For people without symptoms who are at average risk of colorectal cancer, meaning they are age 50 and don’t have any personal or family history of colorectal cancer or polyps, one of the stool-based tests is also a good option and can be done at home. “We recommend people talk with their providers about which screening option is right for them,” says Butterly.

Screening challenges

One challenge is getting people to actually do screening, which saw a severe decline since the beginning of the COVID-19 pandemic. The National Comprehensive Cancer Network and ACS cite studies that found that during the peak of the pandemic, rates of colorectal cancer screening dropped by as much as 80 percent and rates of diagnosis, meaning patients with colon cancer were identified and could begin needed treatment, dropped by nearly 50 percent.

“I’ve heard anecdotally some practices increasing the use of stool-based tests that people can do themselves at home. I’m less concerned with which screening method is used and more concerned that people are actually getting screened, whatever the method,” says Ivatury. Positive results of a stool-based test must be followed up with colonoscopy.

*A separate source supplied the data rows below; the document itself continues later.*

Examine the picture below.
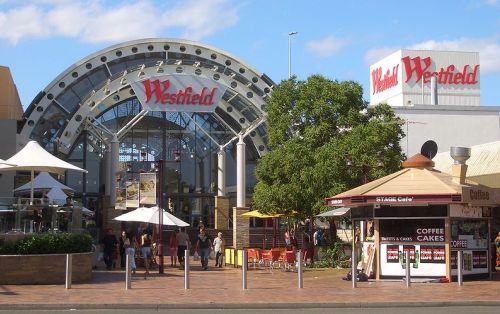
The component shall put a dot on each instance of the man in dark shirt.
(109, 242)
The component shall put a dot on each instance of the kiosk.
(429, 213)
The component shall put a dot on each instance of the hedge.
(48, 244)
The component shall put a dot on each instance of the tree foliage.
(314, 126)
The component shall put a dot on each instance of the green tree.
(314, 127)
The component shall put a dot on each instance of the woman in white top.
(219, 248)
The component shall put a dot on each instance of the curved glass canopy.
(77, 114)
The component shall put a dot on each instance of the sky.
(39, 39)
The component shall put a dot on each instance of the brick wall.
(43, 269)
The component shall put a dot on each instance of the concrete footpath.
(222, 288)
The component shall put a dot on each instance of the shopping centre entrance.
(179, 121)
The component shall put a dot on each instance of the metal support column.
(115, 153)
(240, 173)
(221, 172)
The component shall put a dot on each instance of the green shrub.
(333, 256)
(49, 244)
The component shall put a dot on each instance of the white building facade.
(437, 94)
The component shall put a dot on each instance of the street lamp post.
(160, 218)
(290, 53)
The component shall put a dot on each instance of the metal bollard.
(408, 278)
(186, 269)
(128, 277)
(460, 268)
(299, 270)
(244, 267)
(69, 270)
(354, 269)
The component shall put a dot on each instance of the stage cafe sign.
(179, 93)
(420, 69)
(403, 199)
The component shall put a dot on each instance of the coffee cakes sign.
(179, 93)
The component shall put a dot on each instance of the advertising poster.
(132, 193)
(148, 188)
(120, 199)
(425, 260)
(474, 262)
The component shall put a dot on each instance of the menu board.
(148, 188)
(132, 193)
(120, 199)
(474, 262)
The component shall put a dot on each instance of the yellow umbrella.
(256, 214)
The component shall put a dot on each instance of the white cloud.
(327, 46)
(93, 21)
(376, 54)
(488, 48)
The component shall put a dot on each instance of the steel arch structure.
(74, 100)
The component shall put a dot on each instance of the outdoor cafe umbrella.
(33, 157)
(3, 162)
(257, 214)
(151, 215)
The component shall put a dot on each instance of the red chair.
(253, 256)
(289, 260)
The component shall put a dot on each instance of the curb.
(221, 306)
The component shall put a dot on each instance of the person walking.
(219, 249)
(173, 248)
(129, 244)
(287, 238)
(122, 239)
(146, 249)
(109, 242)
(203, 245)
(294, 243)
(497, 245)
(182, 245)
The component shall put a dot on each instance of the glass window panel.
(98, 77)
(69, 100)
(48, 126)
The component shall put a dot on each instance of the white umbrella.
(44, 181)
(57, 196)
(151, 215)
(4, 163)
(33, 157)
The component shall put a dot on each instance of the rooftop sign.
(403, 78)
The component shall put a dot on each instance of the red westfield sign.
(388, 80)
(179, 93)
(446, 75)
(420, 69)
(159, 90)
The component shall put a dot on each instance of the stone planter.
(44, 269)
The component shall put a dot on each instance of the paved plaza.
(222, 288)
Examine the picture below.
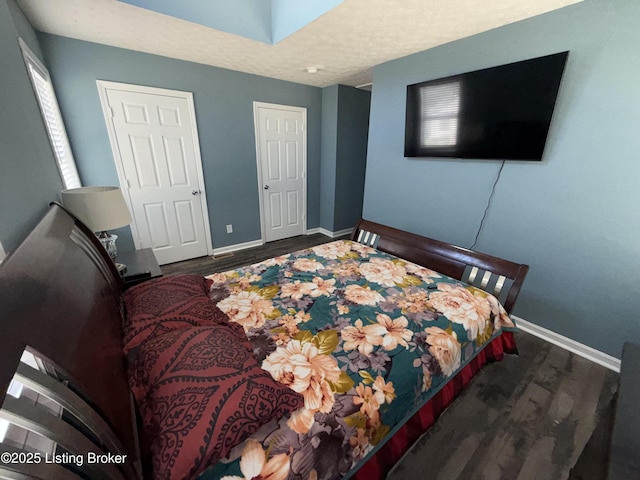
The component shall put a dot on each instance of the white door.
(155, 144)
(281, 152)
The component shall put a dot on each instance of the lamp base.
(109, 243)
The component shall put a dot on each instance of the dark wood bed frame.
(61, 300)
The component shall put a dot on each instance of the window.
(52, 119)
(439, 107)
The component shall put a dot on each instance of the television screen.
(499, 113)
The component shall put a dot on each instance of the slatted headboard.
(499, 277)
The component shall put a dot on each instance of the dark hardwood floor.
(223, 263)
(527, 417)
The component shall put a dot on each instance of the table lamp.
(100, 209)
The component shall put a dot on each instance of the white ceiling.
(345, 43)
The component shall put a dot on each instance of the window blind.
(52, 118)
(439, 107)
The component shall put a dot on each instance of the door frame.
(290, 108)
(103, 86)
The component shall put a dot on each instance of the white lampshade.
(99, 208)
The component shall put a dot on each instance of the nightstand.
(141, 266)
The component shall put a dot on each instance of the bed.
(63, 305)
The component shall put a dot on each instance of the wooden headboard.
(497, 276)
(60, 297)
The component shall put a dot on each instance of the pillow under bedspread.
(201, 392)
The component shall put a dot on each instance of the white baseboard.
(236, 247)
(327, 233)
(580, 349)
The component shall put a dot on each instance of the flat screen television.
(499, 113)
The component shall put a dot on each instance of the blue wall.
(224, 111)
(329, 154)
(351, 155)
(575, 216)
(29, 177)
(345, 124)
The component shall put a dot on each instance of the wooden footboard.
(497, 276)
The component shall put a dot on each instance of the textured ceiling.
(345, 43)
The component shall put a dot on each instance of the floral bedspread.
(365, 337)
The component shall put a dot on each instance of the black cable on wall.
(486, 210)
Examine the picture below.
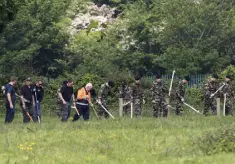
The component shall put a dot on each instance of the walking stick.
(95, 113)
(225, 97)
(192, 108)
(218, 90)
(105, 109)
(37, 106)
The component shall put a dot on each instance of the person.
(59, 102)
(180, 93)
(10, 95)
(158, 98)
(38, 92)
(229, 92)
(137, 97)
(103, 98)
(83, 102)
(66, 94)
(210, 88)
(27, 102)
(124, 93)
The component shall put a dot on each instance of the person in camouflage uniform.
(180, 92)
(158, 98)
(228, 90)
(137, 97)
(103, 97)
(124, 93)
(210, 88)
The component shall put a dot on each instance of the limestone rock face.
(100, 15)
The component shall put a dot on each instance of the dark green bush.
(220, 141)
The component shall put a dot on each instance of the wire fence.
(195, 80)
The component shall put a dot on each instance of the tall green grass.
(123, 140)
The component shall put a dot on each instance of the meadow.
(184, 139)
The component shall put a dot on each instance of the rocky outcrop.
(96, 19)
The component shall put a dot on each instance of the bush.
(222, 140)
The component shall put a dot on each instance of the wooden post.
(120, 107)
(224, 106)
(218, 106)
(168, 103)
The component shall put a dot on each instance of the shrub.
(222, 140)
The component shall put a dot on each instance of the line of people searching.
(31, 96)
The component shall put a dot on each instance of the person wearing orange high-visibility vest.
(83, 102)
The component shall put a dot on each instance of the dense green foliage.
(148, 36)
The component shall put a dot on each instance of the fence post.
(120, 107)
(168, 103)
(218, 106)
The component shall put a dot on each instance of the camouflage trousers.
(228, 107)
(160, 108)
(137, 103)
(209, 103)
(101, 110)
(179, 107)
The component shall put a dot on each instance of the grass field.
(144, 140)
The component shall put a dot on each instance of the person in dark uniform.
(27, 102)
(38, 93)
(66, 94)
(10, 100)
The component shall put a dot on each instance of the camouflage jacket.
(158, 90)
(228, 90)
(210, 87)
(180, 90)
(103, 92)
(125, 92)
(136, 92)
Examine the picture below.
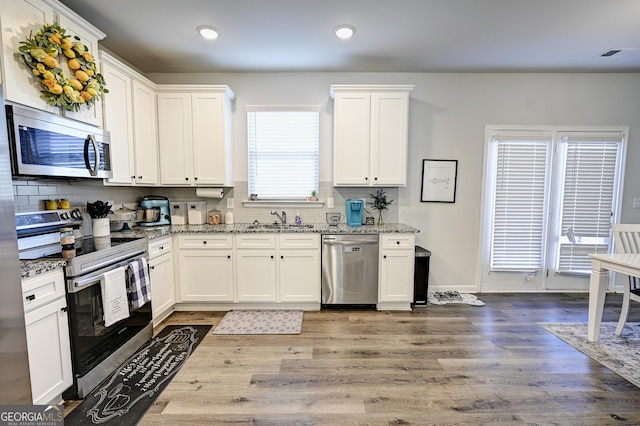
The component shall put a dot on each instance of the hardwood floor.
(452, 364)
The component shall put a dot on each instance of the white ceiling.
(391, 35)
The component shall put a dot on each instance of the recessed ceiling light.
(208, 32)
(344, 32)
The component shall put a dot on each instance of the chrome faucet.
(282, 218)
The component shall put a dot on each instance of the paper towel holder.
(210, 192)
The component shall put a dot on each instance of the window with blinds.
(551, 207)
(588, 197)
(519, 203)
(283, 151)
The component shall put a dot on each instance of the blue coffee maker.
(355, 210)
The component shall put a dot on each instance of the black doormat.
(124, 397)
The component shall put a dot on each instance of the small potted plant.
(380, 203)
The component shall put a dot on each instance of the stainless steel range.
(97, 350)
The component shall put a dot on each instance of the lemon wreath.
(40, 53)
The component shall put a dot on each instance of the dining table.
(601, 265)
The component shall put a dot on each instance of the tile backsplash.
(29, 195)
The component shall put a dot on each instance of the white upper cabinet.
(130, 117)
(195, 135)
(370, 135)
(21, 18)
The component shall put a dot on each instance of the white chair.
(627, 240)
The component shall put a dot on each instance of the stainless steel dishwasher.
(349, 270)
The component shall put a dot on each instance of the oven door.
(91, 341)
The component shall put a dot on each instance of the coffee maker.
(355, 209)
(154, 210)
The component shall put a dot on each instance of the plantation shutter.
(588, 197)
(519, 204)
(283, 153)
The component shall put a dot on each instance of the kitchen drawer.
(397, 241)
(205, 241)
(159, 247)
(42, 289)
(256, 241)
(299, 241)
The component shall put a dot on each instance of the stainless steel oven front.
(97, 350)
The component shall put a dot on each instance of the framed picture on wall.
(439, 181)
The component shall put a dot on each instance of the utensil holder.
(101, 227)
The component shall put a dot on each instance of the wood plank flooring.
(452, 364)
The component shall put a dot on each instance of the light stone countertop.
(31, 268)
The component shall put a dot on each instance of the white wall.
(448, 113)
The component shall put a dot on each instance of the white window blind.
(588, 197)
(283, 150)
(519, 203)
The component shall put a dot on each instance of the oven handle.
(82, 282)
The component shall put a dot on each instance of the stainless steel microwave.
(45, 144)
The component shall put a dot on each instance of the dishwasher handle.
(350, 243)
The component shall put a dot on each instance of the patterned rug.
(124, 397)
(446, 297)
(260, 322)
(620, 354)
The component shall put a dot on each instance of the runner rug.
(123, 398)
(260, 322)
(446, 297)
(620, 354)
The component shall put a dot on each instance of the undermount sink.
(279, 226)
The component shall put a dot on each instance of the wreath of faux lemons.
(40, 53)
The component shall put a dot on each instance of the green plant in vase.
(380, 203)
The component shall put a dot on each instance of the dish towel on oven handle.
(139, 285)
(115, 304)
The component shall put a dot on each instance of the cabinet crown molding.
(195, 88)
(378, 88)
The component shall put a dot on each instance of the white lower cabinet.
(396, 269)
(48, 340)
(205, 268)
(161, 271)
(256, 275)
(299, 268)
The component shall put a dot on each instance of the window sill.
(282, 203)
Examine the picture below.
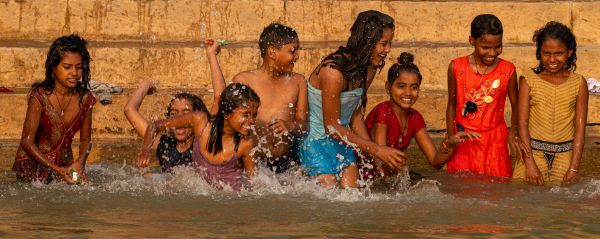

Although New Hampshire and Vermont have quite good rates of screening, Ivatury notes it can always be better. “The more we screen, the more we can find polyps and reduce the incidence of colorectal cancer because we are addressing it before it becomes problematic.”

NCCC encourages patients and our community to fit life-saving cancer screenings, including those for colon and rectal cancer, back into your regular routines. Please talk with your primary care provider who can help you get scheduled.